Восстание ультраправых офицеров подавлено по приказу императора, их казнь вот-вот состоится. Молодой лейтенант тоже принадлежал к заговорщикам, но в последний момент они из жалости отстранили его от участия в восстании, поскольку он недавно женился. Фильм начинается с того, что молодая женщина узнает из вечерних газет о приговоре восставшим, понимает, что муж захочет разделить участь своих товарищей, и решает последовать за ним. До возвращения мужа она спокойно упаковывает несколько дорогих для нее вещиц и надписывает на каждом пакете адрес какой-нибудь из давних школьных подруг или родственниц. Приходит лейтенант. Сначала неторопливо отряхивается от снега и отдает жене шинель, затем так же буднично снимает ботинки, привычно опираясь о стену, чтобы не потерять равновесия. В фильме все движения автора-актера, за единственным незначительным исключением, лишены «наигранности», естественны и точны.
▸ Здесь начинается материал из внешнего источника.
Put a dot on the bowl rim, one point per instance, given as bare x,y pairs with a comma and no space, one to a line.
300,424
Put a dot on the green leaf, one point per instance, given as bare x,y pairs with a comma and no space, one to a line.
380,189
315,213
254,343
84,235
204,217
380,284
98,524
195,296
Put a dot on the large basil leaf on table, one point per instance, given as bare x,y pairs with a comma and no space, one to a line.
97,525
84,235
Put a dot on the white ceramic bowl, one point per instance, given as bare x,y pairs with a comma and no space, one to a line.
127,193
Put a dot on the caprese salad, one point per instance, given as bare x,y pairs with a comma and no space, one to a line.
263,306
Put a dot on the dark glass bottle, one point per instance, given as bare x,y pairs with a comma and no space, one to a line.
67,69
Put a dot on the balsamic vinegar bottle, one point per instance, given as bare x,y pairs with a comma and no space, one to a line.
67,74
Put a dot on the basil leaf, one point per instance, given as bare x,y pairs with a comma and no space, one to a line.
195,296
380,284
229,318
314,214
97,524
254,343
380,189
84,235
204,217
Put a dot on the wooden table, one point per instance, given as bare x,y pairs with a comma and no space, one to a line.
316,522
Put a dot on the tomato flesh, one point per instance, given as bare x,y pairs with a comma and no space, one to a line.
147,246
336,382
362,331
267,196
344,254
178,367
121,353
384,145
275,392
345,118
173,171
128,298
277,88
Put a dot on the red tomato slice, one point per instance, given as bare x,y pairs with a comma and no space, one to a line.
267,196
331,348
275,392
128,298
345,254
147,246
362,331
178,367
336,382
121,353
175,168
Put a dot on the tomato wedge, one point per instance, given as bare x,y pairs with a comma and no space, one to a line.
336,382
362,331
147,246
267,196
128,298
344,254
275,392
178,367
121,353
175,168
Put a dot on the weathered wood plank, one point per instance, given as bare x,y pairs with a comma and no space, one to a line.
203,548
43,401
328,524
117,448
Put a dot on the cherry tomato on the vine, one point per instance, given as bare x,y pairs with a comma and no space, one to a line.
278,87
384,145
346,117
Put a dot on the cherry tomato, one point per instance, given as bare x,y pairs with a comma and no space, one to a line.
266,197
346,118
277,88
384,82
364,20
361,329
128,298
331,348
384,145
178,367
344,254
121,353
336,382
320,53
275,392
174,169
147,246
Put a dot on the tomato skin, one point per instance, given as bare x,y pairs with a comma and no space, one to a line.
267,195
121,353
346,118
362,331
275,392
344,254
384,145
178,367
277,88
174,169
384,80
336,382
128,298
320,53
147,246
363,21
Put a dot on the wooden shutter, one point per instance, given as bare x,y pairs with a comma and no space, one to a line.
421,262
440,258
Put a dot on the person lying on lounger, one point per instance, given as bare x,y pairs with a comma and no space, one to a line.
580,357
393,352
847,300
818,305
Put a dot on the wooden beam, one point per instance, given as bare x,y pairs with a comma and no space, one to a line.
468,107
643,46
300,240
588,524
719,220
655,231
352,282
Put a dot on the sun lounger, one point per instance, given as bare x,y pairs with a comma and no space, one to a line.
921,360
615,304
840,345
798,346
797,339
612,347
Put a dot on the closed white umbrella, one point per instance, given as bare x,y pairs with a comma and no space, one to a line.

Вот лейтенант с женой сидят на циновке друг напротив друга, а над ними на голой стене мы видим иероглифы, обозначающие слово «преданность», и нам невольно приходит на ум, что именно так следовало бы назвать и фильм, и рассказ, поскольку лейтенант идет на смерть в знак преданности товарищам, его жена умирает из преданности мужу, и даже их краткая молитва за императора перед домашним алтарем выражает скорее личную преданность, чем патриотизм, тем более что император только что обрек на смерть восставших.
Лейтенант объявляет жене о своем решении, жена говорит ему о своем; здесь Мисима как раз с «наигранной» выразительностью смотрит печально и нежно в лицо женщине, и мы можем рассмотреть его глаза, которые в сцене агонии скроет козырек фуражки, как скрывает край шлема глаза знаменитой конной статуи Микеланджело. Лейтенант растроган. Но уже в следующее мгновение он объясняет жене, как помочь ему вонзить кинжал поглубже в горло, поскольку некому нанести ему 'удар милости' И он вынужден будет сам, ослабев от потери крови, прекратить свои страдания [46]. После этого они лежат в постели обнаженными, Лица мужчины мы не видим, лицо женщины искажено наслаждением и мукой. Еще в начале фильма во время последних приготовлений ласковые руки-призраки мерещились женщине, мечтающей о муже, теперь в кадре они погружаются в заросли густых женских волос, но ничего непристойного в этой сцене нет: на экране появляются и исчезают фрагменты нагого тела, ладонь мужа гладит впалый живот жены; свой живот он вскоре вспорет кинжалом. Вот они одетые сидят по обе стороны низкого столика: она в белом кимоно самоубийцы, он — в военной форме и в фуражке с козырьком. По традиции они пишут «предсмертные стихотворения».
Наконец мужчина начинает осуществлять страшный ритуал. Расстегивает ремень и приспускает форменные брюки, тщательно оборачивает три четверти клинка простой туалетной бумагой, чтобы не отрезать пальцы, направляющие лезвие. Перед решающим ударом в последний раз проверяет остроту кинжала: укалывает им бедро, и тонкая нить едва различимых капелек крови, 'условной' крови театральных подмостков и поэм, непохожей на будущий кровавый поток, медленно стекает по коже. Сдерживая слезы, жена смотрит на темную струйку, но бытовые детали, из которых, как все мы знаем, в реальности складывается каждое значительное событие, уже вовлекли ее в неотвратимый ход судьбы. Клинок, словно хирургический нож, взрезает живот, преодолевая сопротивление мускулов, и возвращается вспять, углубляя рану. Глаз самоубийцы не видно из-за козырька, только губы судорожно сжимаются, дрожащая рука мучительным усилием вонзает кинжал в горло, и ее движение потрясает нас больше, чем вывалившиеся наружу, как на корриде, внутренности; жена помогает вонзить клинок глубже точно так, как учил ее муж.